Videonystagmography test is done to analyse your eye movements. The eye movements help in identifying the level of problem with your sense of balance. The patient is made to wear goggles and the eyes and ears are subjected to different elements such as loud noises and water. The doctor may also change the temperature of the environment to analyse the shift in your eye movements.
After VNG, a patient is usually asked for another test called vestibular evoked myogenic potentials, generally known as VEMP. VEMP test actually observes your muscles at the back of the neck and its reflexes in response to any sound. The test is done by putting an electrode on the muscle and a monitor shows the responses. Then you will be made to listen to a range of different sounds and tones. The doctor observes the results on a monitor.
If a patient is found to have superior semicircular canal syndrome, he/she is then advised to go for a CT scan to confirm the presence of the third hole. The CT scan gives an entire image of the inner ear from different angles.
If you have a minor symptom which is not causing irregularity in your normal life, you may choose to avoid it. The patients who are facing hearing loss may be recommended to use hearing aid by doctors. But if the triggers and symptoms are major, like if you are experiencing vertigo, oscillopsia, balance issues, pressure sensitivity, etc. your doctor may ask you to have surgery. The primary goal of the superior semicircular canal dehiscence surgery is to repair the third hole in the inner ear and minimize the triggers and discomfort.

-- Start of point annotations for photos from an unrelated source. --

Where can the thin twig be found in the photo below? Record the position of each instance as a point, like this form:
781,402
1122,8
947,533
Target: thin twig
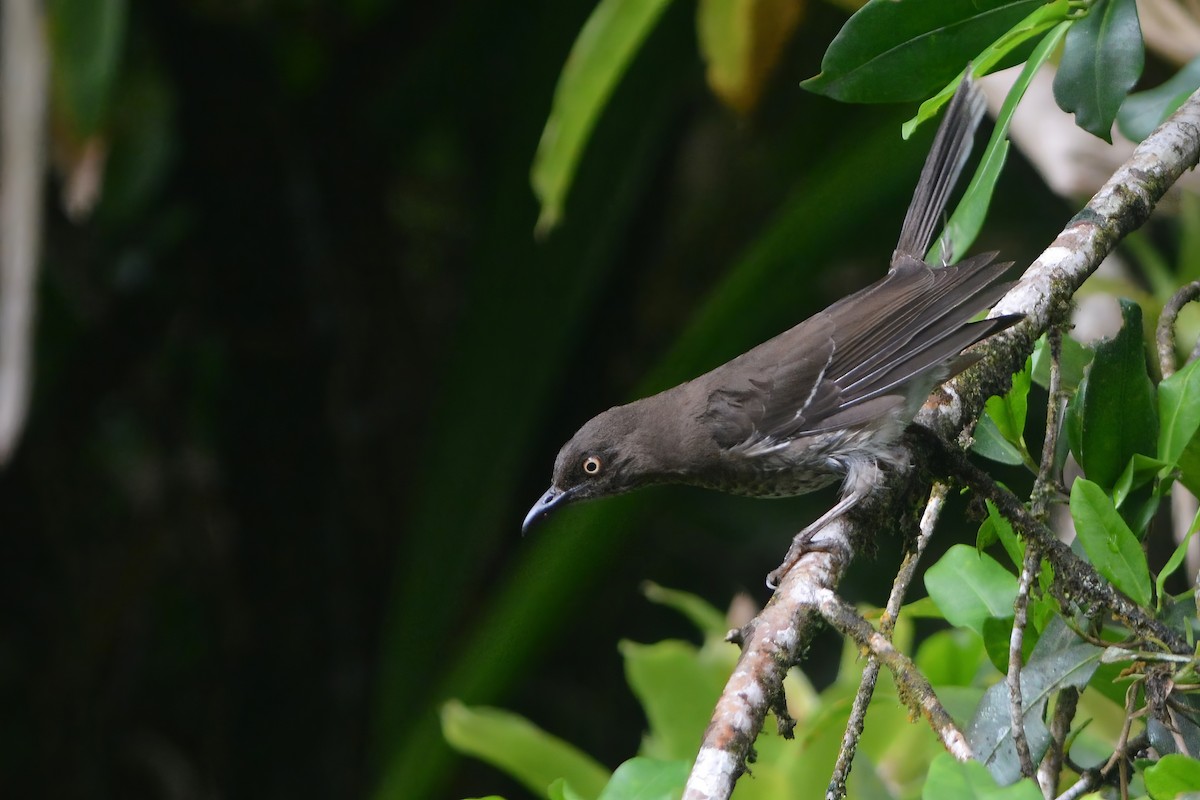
913,686
1020,618
1165,331
1072,573
1060,728
1121,205
887,625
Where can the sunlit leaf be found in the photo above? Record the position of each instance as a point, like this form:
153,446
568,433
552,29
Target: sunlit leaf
1173,776
1179,411
895,52
970,587
1060,660
1110,546
1114,414
647,779
1038,22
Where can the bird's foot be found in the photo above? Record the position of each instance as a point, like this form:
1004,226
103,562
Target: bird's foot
803,543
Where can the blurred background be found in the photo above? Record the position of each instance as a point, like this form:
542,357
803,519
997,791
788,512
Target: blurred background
301,366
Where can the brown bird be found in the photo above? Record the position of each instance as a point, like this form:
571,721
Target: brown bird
823,401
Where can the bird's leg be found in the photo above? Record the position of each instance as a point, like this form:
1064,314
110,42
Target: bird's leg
862,476
803,542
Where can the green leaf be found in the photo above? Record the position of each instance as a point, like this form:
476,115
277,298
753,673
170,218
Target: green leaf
970,587
949,777
1138,473
87,38
1176,560
895,52
997,632
699,612
1179,411
563,791
1145,110
990,443
600,55
1110,546
677,689
967,218
951,657
1060,660
1101,62
1037,23
647,779
1008,411
1072,362
521,749
1115,415
1171,776
1189,467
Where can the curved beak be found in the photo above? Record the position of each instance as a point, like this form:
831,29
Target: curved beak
553,498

Now there are two types of surgeries that you may undergo to treat SSCD.
The objective of the surgery is to seal the third window. Resurfacing can’t be done through the transmastoid approach, whereas plugging can be done by both the transmastoid approach and the middle fossa craniotomy. The type of superior semicircular canal dehiscence surgery which is suggested may vary from patient to patient. Both kinds of surgeries involve different types of risks. But most of the patients have reported feeling improvement in their problems after the superior semicircular canal dehiscence treatment.
Vestibular rehabilitation therapy is recommended after surgical treatment. This therapy majorly focuses on recovering visual stability and balance. It also helps cure vertigo and unsteadiness. This therapy includes certain exercises and activities after superior semicircular canal dehiscence treatment. Exercising regularly even for short periods in a day may help a patient recover from vestibular issues.